H1-receptor antagonists should be held for a minimum of 24–72 hours before skin testing based on the specific pharmacokinetics of each drug. Other drugs with antihistaminic properties, such as metoclopramide, histamine-2 receptor blockers, and tricyclic antidepressants, may affect test results and should be held before testing if possible.13 Refer to Table 1 for the elimination half-lives (t 1⁄2) of several commonly prescribed medications. Short courses of oral corticosteroids will not affect testing results; however, topical corticosteroids may decrease or inhibit skin reactivity. These should not be applied to the test site for at least 1 week before testing. Patients receiving immunotherapy may have decreased skin reactivity. Leukotriene antagonists do not significantly affect skin test reactivity.
2-Adrenergic agonists, decongestants, theophylline, and cromolyn will not affect skin testing

Sites of skin testing include the back and the volar aspect of the arm. Although the back is more reactive, the significance of this is minimal.10 Use of the arm as the test site has the advantage of being able to place a tourniquet above the site should a systemic reaction occur. Skin chosen for testing should be clear of dermatitisThe skin chosen is cleaned with alcohol. Allergen extracts, positive control (histamine), and negative control (saline or allergen diluent) are placed 2–5 cm apart. One source of skin testing error is placing sites too close together resulting in spread of one allergen extract to another site and inability to accurately record the extent of erythema from two positive sites close together. False negative or positive reactions may occur with insufficient or excessive skin penetration. If prick testing reveals minimal or equivocal reaction to an allergen, one might choose to proceed with intradermal testing with a 100- to 1000-fold dilution of allergen extract.
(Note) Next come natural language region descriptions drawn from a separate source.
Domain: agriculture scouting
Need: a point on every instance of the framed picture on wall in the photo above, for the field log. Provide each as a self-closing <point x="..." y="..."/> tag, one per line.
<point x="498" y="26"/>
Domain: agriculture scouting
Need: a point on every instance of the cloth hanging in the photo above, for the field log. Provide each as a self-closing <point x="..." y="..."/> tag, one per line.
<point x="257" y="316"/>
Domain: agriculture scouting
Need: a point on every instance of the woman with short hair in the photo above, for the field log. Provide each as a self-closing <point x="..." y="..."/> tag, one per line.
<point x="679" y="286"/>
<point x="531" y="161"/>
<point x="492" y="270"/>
Standardized extracts should be used to facilitate comparisons between clinicians. Note that use of standardized doses does not always confer equal potency. One study found that the content of major allergen varied significantly among the 12 standardized extracts tested. Extracts should be refrigerated at 4°C. They should contain glycerin to decrease the loss of potency that occurs with time

Testing should be graded within 15–20 minutes.15 Several different grading systems exist, one of which is shown in Table 2. The mean diameter of the wheal and erythema are recorded with the presence or absence of pseudopodia. Physicians should quantitate the actual size on the data sheet and not solely a grade so that results might be better shared among practitioners. Clinicians also are urged to use a comprehensive data sheet recording the brand of extract, dilutions used, device chosen, mean diameters of wheal and erythema, and specific grading system key. 
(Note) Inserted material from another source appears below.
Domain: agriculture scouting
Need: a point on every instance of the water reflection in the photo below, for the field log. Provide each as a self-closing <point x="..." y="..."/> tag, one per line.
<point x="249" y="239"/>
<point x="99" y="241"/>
Interpretation of skin tests may be more difficult in patients with dermatographism. False positive reactions with dermatographism can be distinguished from true positive reactions that are secondary to IgE because the former fade more quickly. Special attention should be paid to the difference between the sizes of the reactions from allergen extracts compared with the negative control. No significant differences in skin test reactivity have been noted for gender. Infants and the elderly, however, may have decreased skin reactivity and thus smaller wheal size. Additionally, darkly pigmented skin can have larger histamine wheals compared with light skin.